Total Recall

Total Recall: Thank Goodness For Hit Men

This Thanksgiving Day, take a moment to think about all those underappreciated assassins, just like the pilgrims used to.

by | November 23, 2007 | Comments

It’s Black Friday. If you’re not at home (and taking
precious family time to read RT, for which we thank you), then you’re at the
mall picking up bargains whilst navigating this week’s deluge of wide releases.
Among them is Hitman, the tale of a skilled contract killer who finds
himself in the midst of deadly political intrigue, and we figure it would be a
good time to explore the dark, disreputable cinematic world of the gun-for-hire.
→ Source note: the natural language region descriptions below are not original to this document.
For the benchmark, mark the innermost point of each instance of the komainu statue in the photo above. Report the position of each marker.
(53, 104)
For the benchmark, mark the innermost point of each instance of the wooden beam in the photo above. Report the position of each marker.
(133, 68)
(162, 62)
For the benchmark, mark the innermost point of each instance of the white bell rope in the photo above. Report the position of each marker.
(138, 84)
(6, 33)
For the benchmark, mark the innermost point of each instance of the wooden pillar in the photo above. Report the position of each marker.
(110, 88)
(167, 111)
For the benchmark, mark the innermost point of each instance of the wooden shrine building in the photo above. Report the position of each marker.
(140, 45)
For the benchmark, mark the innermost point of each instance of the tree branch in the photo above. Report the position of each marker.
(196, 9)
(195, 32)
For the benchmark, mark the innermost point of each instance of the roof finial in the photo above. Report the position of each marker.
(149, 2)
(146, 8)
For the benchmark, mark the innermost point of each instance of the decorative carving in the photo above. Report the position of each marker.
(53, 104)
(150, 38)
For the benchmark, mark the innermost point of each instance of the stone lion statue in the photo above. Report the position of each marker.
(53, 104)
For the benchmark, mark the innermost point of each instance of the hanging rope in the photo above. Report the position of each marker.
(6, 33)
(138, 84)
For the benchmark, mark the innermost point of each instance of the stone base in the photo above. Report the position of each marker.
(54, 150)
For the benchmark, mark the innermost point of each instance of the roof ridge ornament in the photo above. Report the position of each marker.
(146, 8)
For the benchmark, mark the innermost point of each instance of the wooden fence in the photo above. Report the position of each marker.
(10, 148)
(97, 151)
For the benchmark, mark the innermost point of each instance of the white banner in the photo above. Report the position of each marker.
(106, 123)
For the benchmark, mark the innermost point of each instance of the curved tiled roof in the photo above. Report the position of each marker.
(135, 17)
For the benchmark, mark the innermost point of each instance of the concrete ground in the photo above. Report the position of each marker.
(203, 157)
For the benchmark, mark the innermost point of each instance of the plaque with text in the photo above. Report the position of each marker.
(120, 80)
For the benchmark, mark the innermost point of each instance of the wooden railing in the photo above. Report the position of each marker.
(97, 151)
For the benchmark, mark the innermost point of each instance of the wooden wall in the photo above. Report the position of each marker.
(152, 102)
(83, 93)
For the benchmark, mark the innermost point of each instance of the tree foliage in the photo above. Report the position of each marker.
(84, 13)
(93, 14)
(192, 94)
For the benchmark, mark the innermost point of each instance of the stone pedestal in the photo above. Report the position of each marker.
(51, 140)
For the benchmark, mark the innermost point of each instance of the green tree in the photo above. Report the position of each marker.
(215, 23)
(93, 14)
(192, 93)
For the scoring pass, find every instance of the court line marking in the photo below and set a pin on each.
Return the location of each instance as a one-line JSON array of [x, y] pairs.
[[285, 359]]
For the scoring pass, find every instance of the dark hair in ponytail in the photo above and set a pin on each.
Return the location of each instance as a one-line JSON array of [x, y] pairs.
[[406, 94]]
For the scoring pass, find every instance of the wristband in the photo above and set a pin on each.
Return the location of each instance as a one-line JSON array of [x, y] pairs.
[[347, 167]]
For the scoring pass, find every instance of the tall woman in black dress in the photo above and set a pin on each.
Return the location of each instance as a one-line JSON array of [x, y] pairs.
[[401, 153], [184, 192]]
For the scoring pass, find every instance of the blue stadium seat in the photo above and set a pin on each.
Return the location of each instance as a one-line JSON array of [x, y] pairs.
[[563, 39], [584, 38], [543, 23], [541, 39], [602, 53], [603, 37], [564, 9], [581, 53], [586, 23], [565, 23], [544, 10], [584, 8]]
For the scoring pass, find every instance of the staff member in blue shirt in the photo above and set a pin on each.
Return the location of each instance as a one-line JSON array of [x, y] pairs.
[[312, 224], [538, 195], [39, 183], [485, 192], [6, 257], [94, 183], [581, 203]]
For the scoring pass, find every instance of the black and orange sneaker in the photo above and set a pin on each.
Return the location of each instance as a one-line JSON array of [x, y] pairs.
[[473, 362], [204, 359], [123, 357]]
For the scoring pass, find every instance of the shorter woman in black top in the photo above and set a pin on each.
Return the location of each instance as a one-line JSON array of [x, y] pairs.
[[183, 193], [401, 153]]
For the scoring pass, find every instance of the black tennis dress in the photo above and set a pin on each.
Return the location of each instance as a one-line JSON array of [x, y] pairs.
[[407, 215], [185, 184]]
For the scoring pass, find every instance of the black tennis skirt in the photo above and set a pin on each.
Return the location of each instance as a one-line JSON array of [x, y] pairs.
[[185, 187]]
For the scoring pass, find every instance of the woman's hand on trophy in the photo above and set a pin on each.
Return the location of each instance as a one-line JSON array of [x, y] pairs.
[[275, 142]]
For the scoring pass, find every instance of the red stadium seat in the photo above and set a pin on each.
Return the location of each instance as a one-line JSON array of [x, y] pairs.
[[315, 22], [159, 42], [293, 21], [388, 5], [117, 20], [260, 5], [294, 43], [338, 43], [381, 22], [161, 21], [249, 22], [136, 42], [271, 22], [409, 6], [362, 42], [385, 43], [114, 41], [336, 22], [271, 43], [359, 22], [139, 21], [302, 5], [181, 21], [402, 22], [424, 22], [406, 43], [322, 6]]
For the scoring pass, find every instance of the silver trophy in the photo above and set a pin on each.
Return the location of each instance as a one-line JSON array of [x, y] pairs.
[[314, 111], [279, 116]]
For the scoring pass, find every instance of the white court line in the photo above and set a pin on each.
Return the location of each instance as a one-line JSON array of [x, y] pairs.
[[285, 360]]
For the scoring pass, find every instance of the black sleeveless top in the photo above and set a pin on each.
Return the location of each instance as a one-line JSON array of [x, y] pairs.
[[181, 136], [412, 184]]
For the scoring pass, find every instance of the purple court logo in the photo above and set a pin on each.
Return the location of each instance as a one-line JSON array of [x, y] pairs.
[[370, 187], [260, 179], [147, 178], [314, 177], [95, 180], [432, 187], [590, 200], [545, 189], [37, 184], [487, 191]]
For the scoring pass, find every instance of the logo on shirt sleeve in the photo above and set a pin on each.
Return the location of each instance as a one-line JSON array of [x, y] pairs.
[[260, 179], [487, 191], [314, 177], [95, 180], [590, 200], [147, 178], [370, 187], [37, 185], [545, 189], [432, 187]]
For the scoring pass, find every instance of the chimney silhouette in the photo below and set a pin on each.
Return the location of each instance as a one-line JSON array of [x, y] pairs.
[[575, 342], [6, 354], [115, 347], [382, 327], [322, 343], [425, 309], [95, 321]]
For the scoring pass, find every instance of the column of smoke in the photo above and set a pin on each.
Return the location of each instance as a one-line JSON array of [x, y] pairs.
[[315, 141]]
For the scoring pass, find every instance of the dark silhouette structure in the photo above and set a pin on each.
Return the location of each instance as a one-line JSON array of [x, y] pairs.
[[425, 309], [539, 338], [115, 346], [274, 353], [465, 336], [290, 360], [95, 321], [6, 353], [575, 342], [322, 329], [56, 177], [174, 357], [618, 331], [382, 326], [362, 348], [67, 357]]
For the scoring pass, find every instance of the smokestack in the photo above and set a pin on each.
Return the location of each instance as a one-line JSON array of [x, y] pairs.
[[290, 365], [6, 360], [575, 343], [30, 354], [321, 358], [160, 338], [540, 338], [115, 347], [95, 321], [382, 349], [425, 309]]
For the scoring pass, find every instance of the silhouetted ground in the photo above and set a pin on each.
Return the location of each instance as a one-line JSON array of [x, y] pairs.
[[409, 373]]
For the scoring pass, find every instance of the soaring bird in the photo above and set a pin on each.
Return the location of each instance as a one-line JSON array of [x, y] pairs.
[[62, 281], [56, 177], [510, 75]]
For vicarious thrills, it’s hard to top movies about contract killers. There’s
something fascinating about watching characters that operate in shadowy
territory, following their own unyielding codes of ethics, getting into and out
of danger on the strength of their wits. Movies about hitmen swim in moral
ambiguity, asking audiences to identify with, or even root for, people who are
in the business of killing. Cinemagoers have long had obsessions with contract
killers — even if they were one-dimensional characters, so long as they looked
cool (Boba Fett, anyone?). But in the past decades, they’ve been flying out of
the margins in a big way, discovering some personality and taking on lives of their own.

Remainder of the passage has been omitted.